The RCP has welcomed the the Health and Social Care Committee's Prevention in Health and Social Care: healthy places report, which recognises that "places where people live - homes, communities and neighbourhoods - affect their health and wellbeing substantially" and calls on government to do more to prevent ill health.
Dr Sarah Clarke, president of the Royal College of Physicians, said:
“The report from the Health and Social Care Committee concludes in no uncertain terms that we require a whole-government solution to create healthier populations.
“Everything from the air we breathe, the discrimination we face, our education, to our living conditions - including damp and mould hazards in homes - and access to transport and green spaces, impacts our health. That is why the RCP and over 250 members of the Inequalities in Health Alliance (IHA) have long called for a cross-government strategy to address the social determinants of ill health and reduce health inequalities.
“The RCP welcomes the committee’s recommendation that tackling the problems caused by ‘unhealthy places’ will require ‘long-term thinking’ and ‘whole-government solutions, including commitment, leadership and co-ordination from the very top.’

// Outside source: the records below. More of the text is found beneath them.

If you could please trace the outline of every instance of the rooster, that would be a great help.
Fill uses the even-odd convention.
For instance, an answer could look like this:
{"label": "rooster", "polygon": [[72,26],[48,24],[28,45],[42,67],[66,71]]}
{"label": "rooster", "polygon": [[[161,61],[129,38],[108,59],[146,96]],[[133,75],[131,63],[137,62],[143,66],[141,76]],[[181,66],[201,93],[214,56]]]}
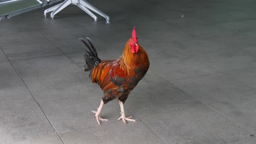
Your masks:
{"label": "rooster", "polygon": [[97,111],[92,111],[95,113],[97,123],[101,124],[100,121],[108,121],[101,118],[100,113],[103,104],[116,98],[118,98],[121,109],[121,117],[118,120],[122,119],[125,123],[126,121],[136,122],[131,119],[132,117],[125,117],[123,104],[146,74],[149,62],[147,52],[138,44],[135,27],[132,37],[125,44],[123,54],[115,60],[101,61],[91,40],[86,39],[89,44],[84,39],[79,38],[86,48],[85,71],[90,72],[89,76],[92,82],[97,83],[104,93]]}

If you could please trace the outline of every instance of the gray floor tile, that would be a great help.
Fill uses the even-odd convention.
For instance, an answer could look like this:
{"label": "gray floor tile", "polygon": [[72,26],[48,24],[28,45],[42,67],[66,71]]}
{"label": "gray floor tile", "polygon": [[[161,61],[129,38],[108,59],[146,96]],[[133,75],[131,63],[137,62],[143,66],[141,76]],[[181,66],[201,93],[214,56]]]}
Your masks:
{"label": "gray floor tile", "polygon": [[0,101],[26,101],[32,98],[9,62],[0,63]]}
{"label": "gray floor tile", "polygon": [[48,41],[48,40],[37,31],[20,32],[5,34],[4,37],[1,37],[0,46],[43,43]]}
{"label": "gray floor tile", "polygon": [[256,133],[256,94],[209,104],[210,106],[252,134]]}
{"label": "gray floor tile", "polygon": [[80,27],[40,30],[54,45],[66,54],[81,52],[84,48],[79,38],[92,37],[91,33]]}
{"label": "gray floor tile", "polygon": [[[256,143],[255,0],[90,2],[111,25],[74,5],[54,20],[43,15],[50,5],[0,22],[8,57],[34,58],[11,62],[65,143]],[[83,70],[78,39],[89,37],[102,59],[113,59],[135,26],[150,67],[124,106],[139,122],[118,121],[114,100],[99,126],[91,110],[102,92]],[[68,57],[49,56],[61,54],[55,47]],[[0,143],[61,143],[8,60],[0,51]]]}
{"label": "gray floor tile", "polygon": [[[69,98],[40,101],[39,103],[57,132],[62,133],[98,126],[95,113],[91,111],[97,110],[102,96],[102,92],[83,93],[69,95]],[[109,121],[101,122],[101,127],[106,127],[112,122],[122,124],[123,121],[117,121],[120,112],[119,104],[116,100],[104,105],[100,116]],[[126,116],[133,116],[126,110],[125,112]]]}
{"label": "gray floor tile", "polygon": [[251,134],[204,105],[140,119],[166,143],[234,143]]}
{"label": "gray floor tile", "polygon": [[256,68],[225,72],[227,75],[234,77],[248,86],[256,88]]}
{"label": "gray floor tile", "polygon": [[222,71],[256,67],[254,57],[233,50],[210,52],[193,57]]}
{"label": "gray floor tile", "polygon": [[[6,28],[9,27],[10,28]],[[21,32],[36,31],[31,23],[24,21],[22,15],[11,17],[7,21],[1,21],[0,25],[0,37],[10,34],[16,34]]]}
{"label": "gray floor tile", "polygon": [[186,93],[204,104],[228,102],[249,97],[254,89],[223,74],[217,74],[172,81]]}
{"label": "gray floor tile", "polygon": [[165,143],[141,122],[109,123],[84,131],[61,134],[65,143]]}
{"label": "gray floor tile", "polygon": [[14,61],[13,63],[37,100],[67,98],[101,89],[65,56]]}
{"label": "gray floor tile", "polygon": [[54,133],[54,129],[34,100],[0,101],[1,143]]}
{"label": "gray floor tile", "polygon": [[[63,144],[56,134],[44,135],[41,137],[34,137],[26,140],[9,143],[10,144]],[[8,143],[9,144],[9,143]]]}
{"label": "gray floor tile", "polygon": [[49,41],[3,46],[10,60],[61,55],[62,53]]}
{"label": "gray floor tile", "polygon": [[202,62],[188,57],[152,61],[150,64],[153,71],[169,81],[219,73]]}
{"label": "gray floor tile", "polygon": [[1,62],[8,61],[8,59],[6,57],[5,55],[3,52],[2,50],[0,49],[0,62]]}

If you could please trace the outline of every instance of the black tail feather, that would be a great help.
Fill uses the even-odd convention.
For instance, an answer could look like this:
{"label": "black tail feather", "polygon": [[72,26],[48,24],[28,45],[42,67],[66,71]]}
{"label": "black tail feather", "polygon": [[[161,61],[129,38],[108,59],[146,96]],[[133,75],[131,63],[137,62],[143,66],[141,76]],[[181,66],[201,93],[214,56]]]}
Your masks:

“As the report notes, only by taking action on the factors that make people ill in the first place will we be able to build a healthier society, reduce demand on the NHS and have a more productive economy.”
- The RCP is the convenor of the Inequalities in Health Alliance (IHA), a coalition of over 250 organisations calling for a cross government strategy to reduce health inequalities.
- The RCP submitted written evidence to the first phase of the health and social care select committee inquiry on prevention calling for the inquiry to look at health inequalities and the social determinants of ill health including poor housing, air quality and the marketing of food and alcohol or the availability of tobacco, to employment (including how much money you have), racism and discrimination and transport.
- The RCP published a policy paper in October 2023 reiterating calls for a cross-government strategy to reduce health inequalities.
- A December 2022 survey of RCP members found that almost a third (31%) said they had seen more patients with illness due to their living conditions in the prior three months.